Creating and refining such models would provide a research agenda for the Austrian School. The models would demonstrate the mathematical consistency of Austrian ideas to those who only recognize mathematical demonstrations, as well as possibly providing predictive tools based on Austrian insights.
The notion that Austrians could be interested in creating mathematical models may strike some as contrary to the very spirit of the school. But I suggest that it need not be so, at least if the models are adopted with the proper caveats.

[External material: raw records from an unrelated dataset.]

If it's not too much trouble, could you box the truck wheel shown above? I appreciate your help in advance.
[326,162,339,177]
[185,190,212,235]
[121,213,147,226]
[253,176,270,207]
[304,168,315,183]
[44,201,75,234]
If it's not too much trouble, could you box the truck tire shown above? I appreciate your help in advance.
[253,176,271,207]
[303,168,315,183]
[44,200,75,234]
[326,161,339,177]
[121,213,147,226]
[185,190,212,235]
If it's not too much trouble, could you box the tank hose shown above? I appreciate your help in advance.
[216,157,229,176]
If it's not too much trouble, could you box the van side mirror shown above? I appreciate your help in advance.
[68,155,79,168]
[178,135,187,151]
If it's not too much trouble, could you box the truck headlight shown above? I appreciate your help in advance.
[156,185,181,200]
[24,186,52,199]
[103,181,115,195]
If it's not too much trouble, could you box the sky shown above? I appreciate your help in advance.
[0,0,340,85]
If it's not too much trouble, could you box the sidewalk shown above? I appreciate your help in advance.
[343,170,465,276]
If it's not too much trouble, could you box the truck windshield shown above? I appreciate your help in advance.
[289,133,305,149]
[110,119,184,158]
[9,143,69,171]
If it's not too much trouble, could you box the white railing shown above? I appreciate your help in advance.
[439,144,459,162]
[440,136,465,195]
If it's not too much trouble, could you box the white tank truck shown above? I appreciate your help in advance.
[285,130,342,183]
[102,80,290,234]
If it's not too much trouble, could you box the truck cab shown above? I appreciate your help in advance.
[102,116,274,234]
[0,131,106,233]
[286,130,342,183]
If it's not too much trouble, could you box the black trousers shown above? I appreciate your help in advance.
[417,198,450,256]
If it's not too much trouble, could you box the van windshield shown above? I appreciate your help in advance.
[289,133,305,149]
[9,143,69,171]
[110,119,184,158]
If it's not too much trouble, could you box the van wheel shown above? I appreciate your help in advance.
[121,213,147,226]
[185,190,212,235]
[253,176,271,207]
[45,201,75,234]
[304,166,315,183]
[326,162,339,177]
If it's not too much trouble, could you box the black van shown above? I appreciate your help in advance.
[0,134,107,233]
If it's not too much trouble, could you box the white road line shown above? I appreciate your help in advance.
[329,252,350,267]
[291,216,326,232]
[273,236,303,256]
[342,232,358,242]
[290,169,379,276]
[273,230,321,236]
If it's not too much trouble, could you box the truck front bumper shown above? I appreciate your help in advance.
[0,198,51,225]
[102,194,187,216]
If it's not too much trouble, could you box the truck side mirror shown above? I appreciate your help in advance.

It is true that Austrian economists recognize that economic activity springs from purposeful human action. But many complex economic phenomena are the result "of human action but not of human design." Even something seemingly as simple as a price for a good emerges from the plans and actions of a multitude of individuals. It may be that not a single actor in a market entered it intending for the price to be what it turned out to be that day. The sellers probably hoped that the price would be higher, while the buyers hoped that it would be lower. It was the interaction of their individual efforts to achieve their individual goals that produced the actual price as an unintended outcome.
The idea that such unintended, emergent outcomes might be modeled successfully by the advanced mathematical theories dealing with complex phenomena, at least for a certain period of time, does not contradict any fundamental Austrian insights. We can agree with Mises that human action is fundamentally different than the mechanical processes described by the equations of physics or chemistry. And we can follow him in holding that there are "no constants in human action." But neither of those truths precludes the possibility of typical patterns emerging from the complex interactions of numerous individual purposes. And it is such patterns, rather than precisely deterministic equations, that are the subject of the cutting-edge research into the mathematics of complex systems.

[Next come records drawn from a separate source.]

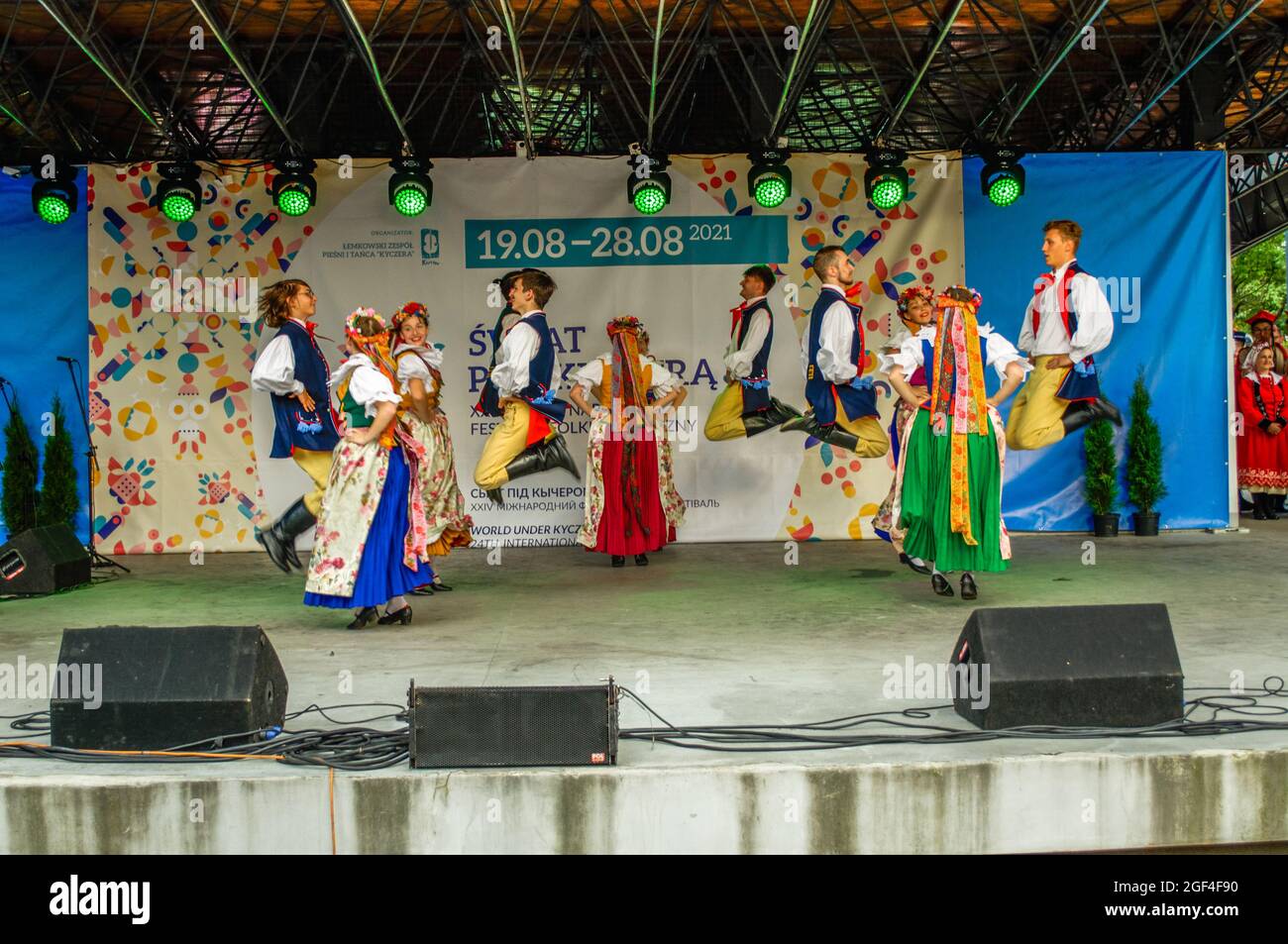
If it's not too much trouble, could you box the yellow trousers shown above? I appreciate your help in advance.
[702,383,747,443]
[836,406,890,459]
[474,403,558,489]
[1006,355,1069,450]
[291,448,331,518]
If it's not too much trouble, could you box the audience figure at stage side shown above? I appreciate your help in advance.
[872,284,935,575]
[474,269,581,505]
[250,278,340,574]
[304,308,434,630]
[1235,347,1288,522]
[1006,220,1124,450]
[781,246,890,459]
[889,286,1029,600]
[568,316,684,567]
[703,265,800,442]
[1234,309,1288,382]
[393,301,474,595]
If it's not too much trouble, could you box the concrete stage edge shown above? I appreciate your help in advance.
[0,530,1288,854]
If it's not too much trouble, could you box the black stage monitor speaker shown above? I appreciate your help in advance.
[51,626,287,751]
[408,679,617,768]
[950,602,1184,730]
[0,524,90,596]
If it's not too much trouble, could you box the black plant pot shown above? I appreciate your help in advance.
[1136,511,1158,537]
[1091,511,1118,537]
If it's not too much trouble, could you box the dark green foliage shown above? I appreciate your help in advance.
[1127,368,1167,515]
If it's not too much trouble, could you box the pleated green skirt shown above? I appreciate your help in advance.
[899,409,1008,572]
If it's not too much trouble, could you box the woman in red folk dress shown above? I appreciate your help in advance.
[568,316,684,567]
[1237,348,1288,522]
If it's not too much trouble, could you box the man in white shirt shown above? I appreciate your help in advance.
[702,265,800,442]
[474,269,581,505]
[1006,220,1122,450]
[782,246,890,459]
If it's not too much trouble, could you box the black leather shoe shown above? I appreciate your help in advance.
[899,551,930,576]
[1092,396,1124,426]
[537,435,581,481]
[376,606,411,626]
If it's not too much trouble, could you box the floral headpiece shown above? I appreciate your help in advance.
[344,308,389,344]
[935,284,984,314]
[608,314,644,338]
[896,284,935,318]
[390,301,429,331]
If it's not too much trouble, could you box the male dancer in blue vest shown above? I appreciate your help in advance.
[702,265,800,442]
[1006,220,1124,450]
[782,246,890,459]
[250,278,340,574]
[474,269,581,505]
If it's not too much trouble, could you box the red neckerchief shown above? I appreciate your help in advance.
[729,301,747,338]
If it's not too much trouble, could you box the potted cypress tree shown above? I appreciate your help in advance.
[36,394,80,528]
[0,396,40,537]
[1082,420,1118,537]
[1127,368,1167,537]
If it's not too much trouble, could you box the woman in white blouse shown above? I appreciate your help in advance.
[393,301,474,595]
[304,308,434,630]
[886,286,1030,600]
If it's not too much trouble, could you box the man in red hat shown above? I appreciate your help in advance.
[1235,309,1288,377]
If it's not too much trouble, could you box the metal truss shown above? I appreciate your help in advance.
[0,0,1288,249]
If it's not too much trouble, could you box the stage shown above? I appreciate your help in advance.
[0,530,1288,854]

The danger that I see, for an Austrian heading down this path, is that he may become so enamored of his models that he forgets about human action. Barabási so stumbles a few times. For instance, he calls the U.S. highway system an example of a "random network." By that he means, as far as I can tell, that the highway system is a network where the links between nodes are where they are due to pure chance.
While I have a dim view of the efficiency and perspicacity of the U.S. Federal Government, I am fairly certain that it did not flip coins or draw straws to determine where to place interstate highways. The highways are where they are due to purposeful decisions. It is interesting that the end result resembles a random network, but that doesn't mean that it is one.*
Despite these caveats, I believe that the potential benefits to Austrian economics from these new avenues of research are greater than the dangers. I suggest that Austrians investigate network science and consider how they might apply it in their own areas of interest.
Linked: How Everything Is Connected to Everything Else and What It Means for Business, Science, and Everyday Life, by Alberto-Laszlo Barabási, The Penguin Group: New York, 294 pages.
- *. A potential research topic is whether centrally planned networks are more likely to resemble a random network than are those that emerge through the actions of individual decision makers who are the nodes of the network in question.